Kanzlei Brauck-Hunger

Auslandserbrecht - Die neue EU-Erbrechtsverordnung

Zahlreiche Menschen arbeiten im Ausland, manch ein Rentner verbringt dort seinen Lebensabend.

Manche besitzen im Ausland ihre Ferienimmobilie oder haben ihr Vermögen angelegt. In Deutschland leben Menschen mit einer ausländischen Staatsangehörigkeit. Für sie gilt seit dem 17.8.15 die neue EU-Erbrechtsverordnung. Sie soll die Abwicklung von Erbfällen vereinfachen.

Innerhalb der Staaten der EU wird mit dieser Verordnung einheitlich geregelt, welches nationale Erbrecht anwendbar ist. Für den gesamten Nachlass soll nur ein nationales Erbrecht anwendbar sein: Beispiel: Ein in Deutschland lebenden Deutscher besitzt Immobilien und Bankvermögen in Deutschland und Frankreich. Vor dem In-Kraft-Treten der EU-Erbrechtsverordnung galt: Für das Bankguthaben in Deutschland und Frankreich wurde deutsches Recht angewandt, ebenso für die Immobilie in Deutschland. Für die Immobilie in Frankreich galt dagegen französisches Recht. Das änderte sich durch die EU-Erbrechtsverordnung zum 17.8.15: Für Immobilien und Bankvermögen gilt in beiden Ländern deutsches Erbrecht.
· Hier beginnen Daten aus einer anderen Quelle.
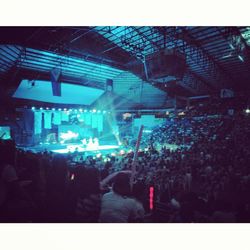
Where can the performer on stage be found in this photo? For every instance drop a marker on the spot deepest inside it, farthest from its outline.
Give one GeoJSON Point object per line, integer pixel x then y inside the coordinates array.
{"type": "Point", "coordinates": [90, 143]}
{"type": "Point", "coordinates": [84, 142]}
{"type": "Point", "coordinates": [96, 143]}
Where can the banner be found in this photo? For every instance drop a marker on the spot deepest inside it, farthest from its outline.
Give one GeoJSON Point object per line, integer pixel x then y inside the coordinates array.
{"type": "Point", "coordinates": [47, 119]}
{"type": "Point", "coordinates": [57, 118]}
{"type": "Point", "coordinates": [37, 122]}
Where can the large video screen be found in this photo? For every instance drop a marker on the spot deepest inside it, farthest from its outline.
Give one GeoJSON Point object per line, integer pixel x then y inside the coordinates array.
{"type": "Point", "coordinates": [80, 126]}
{"type": "Point", "coordinates": [5, 133]}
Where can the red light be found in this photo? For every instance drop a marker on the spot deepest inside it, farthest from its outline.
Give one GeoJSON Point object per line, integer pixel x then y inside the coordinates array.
{"type": "Point", "coordinates": [151, 198]}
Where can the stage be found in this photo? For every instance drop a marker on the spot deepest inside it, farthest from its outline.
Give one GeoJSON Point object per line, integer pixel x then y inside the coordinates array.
{"type": "Point", "coordinates": [71, 148]}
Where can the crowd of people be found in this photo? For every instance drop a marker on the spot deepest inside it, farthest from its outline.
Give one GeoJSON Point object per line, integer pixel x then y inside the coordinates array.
{"type": "Point", "coordinates": [206, 178]}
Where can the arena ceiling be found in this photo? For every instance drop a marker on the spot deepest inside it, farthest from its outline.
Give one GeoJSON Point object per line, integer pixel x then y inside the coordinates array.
{"type": "Point", "coordinates": [216, 57]}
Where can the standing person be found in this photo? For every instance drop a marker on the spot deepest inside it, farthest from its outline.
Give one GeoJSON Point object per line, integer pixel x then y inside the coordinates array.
{"type": "Point", "coordinates": [88, 195]}
{"type": "Point", "coordinates": [116, 205]}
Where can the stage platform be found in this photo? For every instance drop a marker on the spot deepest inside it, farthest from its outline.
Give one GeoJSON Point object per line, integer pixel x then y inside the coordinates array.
{"type": "Point", "coordinates": [71, 148]}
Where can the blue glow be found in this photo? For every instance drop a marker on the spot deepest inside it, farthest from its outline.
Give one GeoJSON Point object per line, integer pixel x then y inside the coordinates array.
{"type": "Point", "coordinates": [71, 94]}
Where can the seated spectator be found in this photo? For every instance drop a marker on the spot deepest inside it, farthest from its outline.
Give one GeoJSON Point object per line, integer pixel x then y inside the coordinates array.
{"type": "Point", "coordinates": [116, 205]}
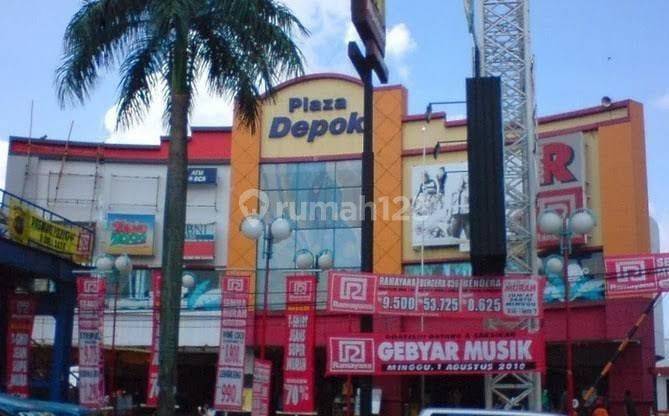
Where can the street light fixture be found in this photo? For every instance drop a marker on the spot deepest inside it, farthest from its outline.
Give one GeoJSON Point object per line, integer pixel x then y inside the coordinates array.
{"type": "Point", "coordinates": [580, 222]}
{"type": "Point", "coordinates": [279, 229]}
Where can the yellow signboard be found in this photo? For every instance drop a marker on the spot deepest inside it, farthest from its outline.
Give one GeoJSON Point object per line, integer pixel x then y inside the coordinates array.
{"type": "Point", "coordinates": [25, 227]}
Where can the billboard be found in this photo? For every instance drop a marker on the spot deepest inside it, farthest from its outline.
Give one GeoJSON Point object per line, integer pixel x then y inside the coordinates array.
{"type": "Point", "coordinates": [439, 296]}
{"type": "Point", "coordinates": [637, 275]}
{"type": "Point", "coordinates": [561, 178]}
{"type": "Point", "coordinates": [423, 353]}
{"type": "Point", "coordinates": [130, 234]}
{"type": "Point", "coordinates": [440, 205]}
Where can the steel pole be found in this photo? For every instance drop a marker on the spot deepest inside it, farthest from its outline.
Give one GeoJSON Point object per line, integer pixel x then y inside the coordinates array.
{"type": "Point", "coordinates": [566, 247]}
{"type": "Point", "coordinates": [268, 256]}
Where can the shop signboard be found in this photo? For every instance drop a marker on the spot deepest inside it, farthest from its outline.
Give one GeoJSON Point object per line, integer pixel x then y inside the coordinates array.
{"type": "Point", "coordinates": [262, 376]}
{"type": "Point", "coordinates": [298, 372]}
{"type": "Point", "coordinates": [636, 275]}
{"type": "Point", "coordinates": [561, 178]}
{"type": "Point", "coordinates": [202, 176]}
{"type": "Point", "coordinates": [231, 351]}
{"type": "Point", "coordinates": [90, 297]}
{"type": "Point", "coordinates": [26, 227]}
{"type": "Point", "coordinates": [21, 313]}
{"type": "Point", "coordinates": [130, 234]}
{"type": "Point", "coordinates": [199, 243]}
{"type": "Point", "coordinates": [475, 352]}
{"type": "Point", "coordinates": [439, 296]}
{"type": "Point", "coordinates": [440, 205]}
{"type": "Point", "coordinates": [154, 364]}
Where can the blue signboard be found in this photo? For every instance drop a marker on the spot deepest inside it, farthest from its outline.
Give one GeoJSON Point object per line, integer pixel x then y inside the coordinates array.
{"type": "Point", "coordinates": [201, 175]}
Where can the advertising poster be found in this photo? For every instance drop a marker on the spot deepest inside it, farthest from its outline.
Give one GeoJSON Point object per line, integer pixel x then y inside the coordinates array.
{"type": "Point", "coordinates": [90, 297]}
{"type": "Point", "coordinates": [298, 371]}
{"type": "Point", "coordinates": [130, 234]}
{"type": "Point", "coordinates": [232, 346]}
{"type": "Point", "coordinates": [200, 241]}
{"type": "Point", "coordinates": [262, 376]}
{"type": "Point", "coordinates": [637, 275]}
{"type": "Point", "coordinates": [447, 296]}
{"type": "Point", "coordinates": [586, 279]}
{"type": "Point", "coordinates": [152, 388]}
{"type": "Point", "coordinates": [21, 312]}
{"type": "Point", "coordinates": [460, 352]}
{"type": "Point", "coordinates": [440, 205]}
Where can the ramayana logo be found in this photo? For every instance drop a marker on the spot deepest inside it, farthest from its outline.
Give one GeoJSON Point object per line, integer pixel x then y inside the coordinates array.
{"type": "Point", "coordinates": [282, 126]}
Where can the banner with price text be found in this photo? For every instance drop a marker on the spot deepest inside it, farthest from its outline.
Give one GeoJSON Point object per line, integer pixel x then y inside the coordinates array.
{"type": "Point", "coordinates": [91, 298]}
{"type": "Point", "coordinates": [232, 344]}
{"type": "Point", "coordinates": [154, 365]}
{"type": "Point", "coordinates": [21, 314]}
{"type": "Point", "coordinates": [445, 296]}
{"type": "Point", "coordinates": [475, 352]}
{"type": "Point", "coordinates": [298, 371]}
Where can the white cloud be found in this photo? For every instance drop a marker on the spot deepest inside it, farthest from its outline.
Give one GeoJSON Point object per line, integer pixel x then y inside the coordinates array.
{"type": "Point", "coordinates": [399, 41]}
{"type": "Point", "coordinates": [663, 101]}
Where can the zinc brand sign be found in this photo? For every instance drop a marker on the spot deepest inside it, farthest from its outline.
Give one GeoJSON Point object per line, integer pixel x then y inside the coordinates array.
{"type": "Point", "coordinates": [333, 121]}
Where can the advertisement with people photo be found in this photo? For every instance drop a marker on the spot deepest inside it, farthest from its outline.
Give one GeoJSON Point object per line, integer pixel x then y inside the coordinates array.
{"type": "Point", "coordinates": [440, 205]}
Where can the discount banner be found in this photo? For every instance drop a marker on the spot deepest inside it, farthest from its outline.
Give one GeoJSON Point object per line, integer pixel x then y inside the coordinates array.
{"type": "Point", "coordinates": [21, 314]}
{"type": "Point", "coordinates": [448, 296]}
{"type": "Point", "coordinates": [636, 275]}
{"type": "Point", "coordinates": [262, 375]}
{"type": "Point", "coordinates": [298, 377]}
{"type": "Point", "coordinates": [154, 365]}
{"type": "Point", "coordinates": [91, 295]}
{"type": "Point", "coordinates": [440, 353]}
{"type": "Point", "coordinates": [231, 349]}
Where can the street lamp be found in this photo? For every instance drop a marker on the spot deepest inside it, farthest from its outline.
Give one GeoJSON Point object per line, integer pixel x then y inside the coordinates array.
{"type": "Point", "coordinates": [279, 229]}
{"type": "Point", "coordinates": [580, 222]}
{"type": "Point", "coordinates": [116, 268]}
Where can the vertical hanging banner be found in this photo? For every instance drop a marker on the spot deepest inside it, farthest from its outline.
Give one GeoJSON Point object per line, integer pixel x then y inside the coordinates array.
{"type": "Point", "coordinates": [152, 389]}
{"type": "Point", "coordinates": [21, 314]}
{"type": "Point", "coordinates": [298, 377]}
{"type": "Point", "coordinates": [91, 291]}
{"type": "Point", "coordinates": [232, 345]}
{"type": "Point", "coordinates": [262, 375]}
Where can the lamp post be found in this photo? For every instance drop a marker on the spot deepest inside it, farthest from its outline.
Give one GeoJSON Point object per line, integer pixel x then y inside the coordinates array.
{"type": "Point", "coordinates": [279, 229]}
{"type": "Point", "coordinates": [580, 222]}
{"type": "Point", "coordinates": [116, 268]}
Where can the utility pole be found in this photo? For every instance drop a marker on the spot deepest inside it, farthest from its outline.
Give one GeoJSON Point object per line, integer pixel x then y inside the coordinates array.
{"type": "Point", "coordinates": [369, 19]}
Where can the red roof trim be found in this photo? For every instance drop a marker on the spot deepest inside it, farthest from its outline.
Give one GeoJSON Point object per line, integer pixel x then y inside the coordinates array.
{"type": "Point", "coordinates": [326, 158]}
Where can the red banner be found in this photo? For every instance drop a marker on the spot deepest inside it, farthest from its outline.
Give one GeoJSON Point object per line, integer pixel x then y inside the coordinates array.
{"type": "Point", "coordinates": [232, 345]}
{"type": "Point", "coordinates": [436, 353]}
{"type": "Point", "coordinates": [262, 376]}
{"type": "Point", "coordinates": [154, 364]}
{"type": "Point", "coordinates": [636, 275]}
{"type": "Point", "coordinates": [298, 374]}
{"type": "Point", "coordinates": [448, 296]}
{"type": "Point", "coordinates": [91, 298]}
{"type": "Point", "coordinates": [21, 314]}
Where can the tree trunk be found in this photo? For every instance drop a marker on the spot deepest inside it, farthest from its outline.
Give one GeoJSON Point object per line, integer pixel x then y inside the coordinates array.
{"type": "Point", "coordinates": [173, 233]}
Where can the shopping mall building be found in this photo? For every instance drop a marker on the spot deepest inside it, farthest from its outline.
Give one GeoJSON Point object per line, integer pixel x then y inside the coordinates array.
{"type": "Point", "coordinates": [304, 162]}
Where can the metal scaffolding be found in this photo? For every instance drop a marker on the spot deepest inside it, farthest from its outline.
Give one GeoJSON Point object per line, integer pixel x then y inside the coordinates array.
{"type": "Point", "coordinates": [502, 48]}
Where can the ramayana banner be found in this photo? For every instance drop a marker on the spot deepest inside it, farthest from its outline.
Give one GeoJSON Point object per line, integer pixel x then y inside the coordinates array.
{"type": "Point", "coordinates": [232, 344]}
{"type": "Point", "coordinates": [21, 312]}
{"type": "Point", "coordinates": [636, 275]}
{"type": "Point", "coordinates": [298, 370]}
{"type": "Point", "coordinates": [438, 353]}
{"type": "Point", "coordinates": [448, 296]}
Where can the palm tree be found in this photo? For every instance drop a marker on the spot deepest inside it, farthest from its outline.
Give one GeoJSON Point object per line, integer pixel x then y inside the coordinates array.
{"type": "Point", "coordinates": [241, 47]}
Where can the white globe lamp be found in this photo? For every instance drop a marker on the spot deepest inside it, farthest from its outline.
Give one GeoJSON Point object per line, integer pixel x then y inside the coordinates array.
{"type": "Point", "coordinates": [280, 229]}
{"type": "Point", "coordinates": [252, 227]}
{"type": "Point", "coordinates": [550, 222]}
{"type": "Point", "coordinates": [582, 221]}
{"type": "Point", "coordinates": [304, 259]}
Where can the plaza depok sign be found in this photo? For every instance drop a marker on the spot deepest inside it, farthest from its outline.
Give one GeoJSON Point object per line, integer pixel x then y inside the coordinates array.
{"type": "Point", "coordinates": [439, 296]}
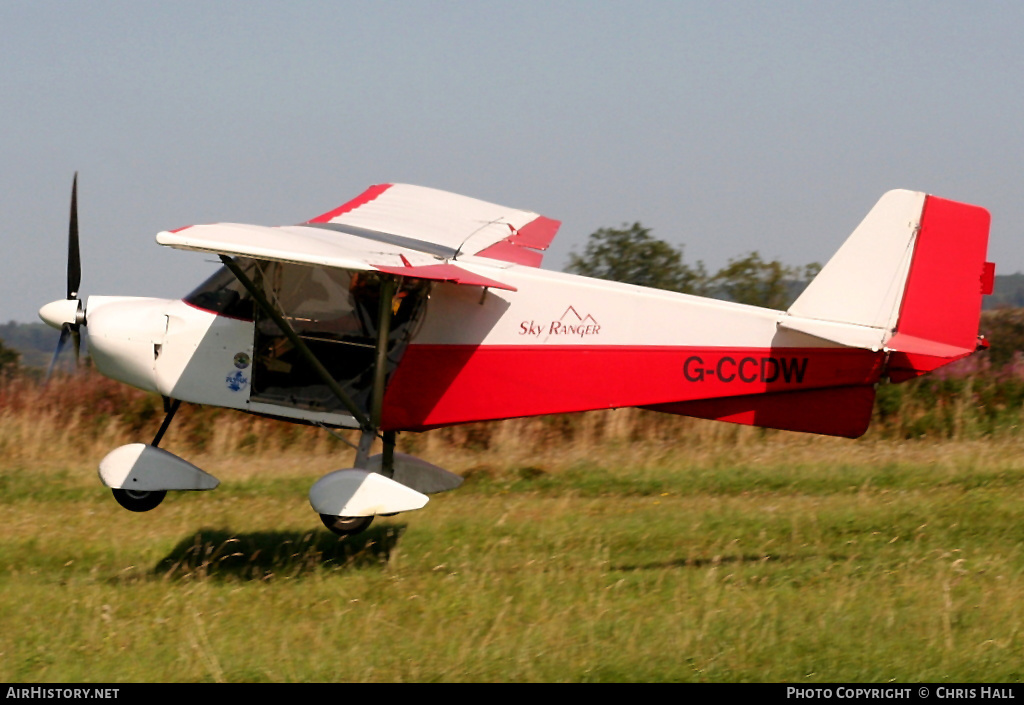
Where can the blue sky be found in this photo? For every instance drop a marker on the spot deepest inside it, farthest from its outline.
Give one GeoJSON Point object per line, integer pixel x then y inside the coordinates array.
{"type": "Point", "coordinates": [725, 127]}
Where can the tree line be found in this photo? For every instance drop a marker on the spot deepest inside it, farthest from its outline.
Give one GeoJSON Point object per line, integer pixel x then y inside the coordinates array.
{"type": "Point", "coordinates": [633, 255]}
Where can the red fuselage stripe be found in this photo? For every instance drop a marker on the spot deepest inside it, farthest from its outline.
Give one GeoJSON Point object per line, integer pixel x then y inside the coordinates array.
{"type": "Point", "coordinates": [437, 385]}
Früher galt für Deutschland: Wer die deutsche Staatsangehörigkeit besitzt, wird normalerweise nach deutschen Recht beerbt. Das änderte sich zum 17.8.15: Nicht die Staatsangehörigkeit ist entscheidend, sondern der gewöhnliche Aufenthalt.

I. Gewöhnlicher Aufenthalt

Hat der Deutsche seinen gewöhnlichen Aufenthalt in Deutschland, gilt für seinen gesamten Nachlass, also auch für Bankvermögen und Immobilien im Ausland deutsches Recht. Liegt sein gewöhnlicher Aufenthalt in Frankreich gilt für seinen gesamten Nachlass dagegen französisches Erbrecht. Dies gilt auch dann, wenn der in Frankreich lebende Deutsche ausschließlich Vermögen in Deutschland besitzt: Das Vermögen in Deutschland wird nach französischen Erbrecht vererbt. Die deutschen Gerichte wenden französisches Erbrecht an.

Deutsche Rentner, die ihren Lebensabend dauerhaft in Spanien verbringen, werden ab dem 17.8.15 nach spanischem Erbrecht beerbt. Für Spanien kommt erschwerend hinzu: In Spanien gelten zusätzlich neben dem spanischen Erbrecht regionale Sonderrechte.

Die EU-Länder Dänemark und Irland haben die EU-Erbrechtsverordnung nicht übernommen, sie werden sie nicht anwenden.

II. Rechtswahl

Wer dies nicht möchte, hat die Möglichkeit der Rechtswahl: Der in Frankreich lebende und arbeitende Deutsche kann in seinem Testament für seinen Nachlass deutsches Recht wählen. Der auf Mallorca lebende Rentner ebenfalls.

III. Nicht EU-Länder

Die EU-Erbrechtsverordnung gilt jedoch auch dann, wenn der Erbfall Nicht- EU-Länder betrifft. Die deutschen Gerichte werden das Recht des Landes anwenden, in dem der Erblasser seinen gewöhnlichen Aufenthalt hatte. Hat der deutsche Erblasser seinen gewöhnlichen Aufenthalt in Brasilien oder Israel, werden die deutschen Gerichte für sein Vermögen brasilianisches bzw. israelisches Erbrecht anwenden.

IV. Erbschaftssteuer

Für das Steuerrecht hat die EU-Erbrechtsverordnung keine Regelungen getroffen. Hier verbleibt es bei der bisherigen Gesetzeslage.

V. Das europäische Nachlasszeugnis

Das europäische Nachlasszeugnis soll die Abwicklung grenzüberschreitender Erbfälle erleichtern. Mit einem von einem Gericht in der EU ausgestelltem Nachlasszeugnis können Erben ihre Rechtsstellung in der gesamten EU nachweisen. Die Erben erhalten eine beglaubigte Abschrift des Nachlasszeugnisses. Diese ist nur 6 Monate gültig, kann aber bei Bedarf verlängert werden.